Organization After the Atlanta Shooting

On Tuesday, March 16th, 2021, a mass shooter murdered eight people, six of whom were Asian women. Their names were Soon Chung Park, Hyun Jung Grant, Suncha Kim, Yong Ae Yue, Delaina Ashley Yaun, Xiaojie Tan, Daoyou Feng and Paul Andre Michels. There were multiple protests nationwide following this shooting in cities such as Atlanta, Chicago, New York City, Columbus where diverse groups of people came together to demand change, to speak out, and to heal. Many have connected this incident to long-held anti-AHPID sentiments, especially during the COVID pandemic, lax gun control in the US, and the combination of racism and misogyny leading to violence. There have been many racially motivated mass shootings in hate crimes recently, such as the Oak Creek shooting in Wisconsin where six people were killed in their Sikh temple. While media attention varies from violent incident to violent incident, AHPID communities have always spoken out and demanded an end to racially motivated violence and white supremacy.
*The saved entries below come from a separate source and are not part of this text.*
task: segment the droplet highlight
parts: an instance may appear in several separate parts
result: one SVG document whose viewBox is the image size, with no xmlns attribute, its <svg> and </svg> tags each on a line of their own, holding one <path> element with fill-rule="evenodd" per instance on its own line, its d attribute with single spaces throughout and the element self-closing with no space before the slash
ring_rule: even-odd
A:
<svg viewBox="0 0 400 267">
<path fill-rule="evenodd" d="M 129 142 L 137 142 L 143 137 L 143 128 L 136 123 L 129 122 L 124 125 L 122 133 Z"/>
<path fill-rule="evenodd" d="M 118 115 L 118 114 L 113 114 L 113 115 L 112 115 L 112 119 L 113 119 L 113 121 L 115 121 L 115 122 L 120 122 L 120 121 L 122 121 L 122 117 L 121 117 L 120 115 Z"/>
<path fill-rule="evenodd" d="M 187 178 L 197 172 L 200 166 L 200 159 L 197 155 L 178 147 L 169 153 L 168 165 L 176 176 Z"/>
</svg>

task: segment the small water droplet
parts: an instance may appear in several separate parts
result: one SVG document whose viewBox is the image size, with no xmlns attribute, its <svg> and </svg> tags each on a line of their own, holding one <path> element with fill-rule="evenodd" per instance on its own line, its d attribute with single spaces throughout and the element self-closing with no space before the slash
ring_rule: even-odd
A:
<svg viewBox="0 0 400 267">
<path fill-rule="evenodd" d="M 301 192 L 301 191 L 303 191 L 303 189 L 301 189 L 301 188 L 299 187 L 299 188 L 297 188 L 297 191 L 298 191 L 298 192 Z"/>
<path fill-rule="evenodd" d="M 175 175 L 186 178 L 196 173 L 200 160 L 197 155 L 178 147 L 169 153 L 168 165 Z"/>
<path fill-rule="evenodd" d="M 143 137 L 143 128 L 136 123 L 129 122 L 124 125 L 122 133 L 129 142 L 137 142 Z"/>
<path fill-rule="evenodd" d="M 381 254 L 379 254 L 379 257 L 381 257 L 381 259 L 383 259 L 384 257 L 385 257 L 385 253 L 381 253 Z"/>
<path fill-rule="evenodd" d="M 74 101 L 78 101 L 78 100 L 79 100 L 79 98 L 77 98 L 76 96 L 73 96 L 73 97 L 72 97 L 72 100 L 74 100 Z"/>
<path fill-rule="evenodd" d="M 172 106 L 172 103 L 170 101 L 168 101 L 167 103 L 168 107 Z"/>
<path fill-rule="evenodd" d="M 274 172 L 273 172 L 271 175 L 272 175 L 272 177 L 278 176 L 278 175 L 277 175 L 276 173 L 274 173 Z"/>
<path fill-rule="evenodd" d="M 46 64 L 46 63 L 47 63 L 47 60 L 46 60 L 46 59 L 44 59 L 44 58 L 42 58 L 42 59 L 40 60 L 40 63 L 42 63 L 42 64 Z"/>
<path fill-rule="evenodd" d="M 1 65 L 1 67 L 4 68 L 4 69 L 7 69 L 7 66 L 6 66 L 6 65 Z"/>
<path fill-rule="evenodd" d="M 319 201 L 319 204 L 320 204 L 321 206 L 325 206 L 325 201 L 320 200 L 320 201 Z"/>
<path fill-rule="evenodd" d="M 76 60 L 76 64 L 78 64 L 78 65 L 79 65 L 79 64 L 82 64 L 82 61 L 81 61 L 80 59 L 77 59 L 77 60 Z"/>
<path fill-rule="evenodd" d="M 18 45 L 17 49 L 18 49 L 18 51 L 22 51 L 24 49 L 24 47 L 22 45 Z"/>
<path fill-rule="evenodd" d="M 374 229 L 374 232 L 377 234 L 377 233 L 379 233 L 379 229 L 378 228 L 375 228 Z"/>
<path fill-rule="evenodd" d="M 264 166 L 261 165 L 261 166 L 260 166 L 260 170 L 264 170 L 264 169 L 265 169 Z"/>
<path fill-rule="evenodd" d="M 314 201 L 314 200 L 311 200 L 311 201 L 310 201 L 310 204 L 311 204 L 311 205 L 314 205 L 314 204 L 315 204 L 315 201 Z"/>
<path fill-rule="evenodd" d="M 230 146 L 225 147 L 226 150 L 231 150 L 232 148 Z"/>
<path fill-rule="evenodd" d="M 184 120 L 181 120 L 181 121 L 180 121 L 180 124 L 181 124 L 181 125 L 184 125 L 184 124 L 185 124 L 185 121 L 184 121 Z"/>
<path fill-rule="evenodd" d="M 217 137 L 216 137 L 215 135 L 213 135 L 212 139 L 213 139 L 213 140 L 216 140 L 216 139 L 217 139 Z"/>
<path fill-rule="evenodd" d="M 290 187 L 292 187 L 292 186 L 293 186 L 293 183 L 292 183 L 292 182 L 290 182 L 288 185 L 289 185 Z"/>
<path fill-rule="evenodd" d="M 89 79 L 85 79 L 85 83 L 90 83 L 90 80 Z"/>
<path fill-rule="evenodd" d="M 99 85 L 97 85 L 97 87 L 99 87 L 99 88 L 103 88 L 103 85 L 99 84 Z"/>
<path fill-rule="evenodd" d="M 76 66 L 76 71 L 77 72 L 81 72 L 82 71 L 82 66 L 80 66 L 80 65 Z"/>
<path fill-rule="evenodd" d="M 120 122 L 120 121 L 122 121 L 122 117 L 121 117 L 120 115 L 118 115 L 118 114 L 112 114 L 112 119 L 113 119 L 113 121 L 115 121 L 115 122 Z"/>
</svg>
            A protest of around 200 people, including OSU students, gathered in Bicentennial Park in Columbus on Saturday, March 20th to decry the increase in violence against Asians and Asian Americans. Howard Fei, a third year OSU student, told the Lantern that he had racial slurs yelled at him on campus. Another student, Isabella Guinigundo, who is a member of OPAWL, said, “What we need to go forward is solidarity. And I’m not talking about some sort of statement against hate crimes. I’m talking about real, substantial, tangible solidarity… It’s our duty to fight for our freedom, and our duty to win. We must love and support each other; we have nothing to lose but our chains.”

            There were other gatherings in Columbus that weekend. On that same Saturday, March 20th, 2021, I spoke at a vigil held for the victims of this shooting in Goodale Park, Columbus. This vigil was organized by the Anak Bayan not C*lumbus, a chapter of the comprehensive national democratic mass organization of Filipinx youth and students in the US. They fight for education, jobs, rights, social services, and eradicating imperialism feudalism, and bureaucratic capitalism in the Philippines. They also stand in solidarity with international youth struggles. Many OSU students attended, and the crowds were diverse and active participants in the event. Here is what I said:

            “White supremacy, as institution, makes hate become words which become threats… which become violence… which becomes normalized, accepted. The first time I was sexualized I must have been 11 years old. And since then, like for many Asian women, it’s been near constant. And in our hearts, I think we remember each threat, each searing stare, each judgment. Today it burns in my throat, this anger for the women who lost their lives for no reason other than the whims of a racist white man. Because we have always been subject to those whims. And yet we have not shared our own stories of abuse, of objectification because we did not think anyone would listen. Over the past year we have all had premonitions of what was to come with the rise of anti-Asian violence because of COVID-19. But we have known exactly what white supremacists are capable of for a long time, and how vehemently they will defend their friends. But I’m here to say that they underestimate what we are capable of. The solidarity we share. And the voices we have always had. I found my voice writing this poem, and I hope you can too. This is called ‘to know.’”

            Protests at OSU have continued. On April 2nd, 2021, over 100 students gathered outside of Thompson Library on campus to stop Asian hate and end white violence. The protest was organized by Stop Hate OSU, a team of students who came together following the Atlanta shooting. More specifically, students were asking the university “to increase funding to support Asian and Pacific Islander (API) students on campus, implement systematic education that addresses white supremacy and the histories of the API community, increase representation on decision-making bodies that are responsive to student needs, disaggregate all API data and the category of ‘Asian’ on all Ohio State records to the country [of] origin and increase funding to promote the safety of API students while decreasing the role of the police,” according to the Lantern.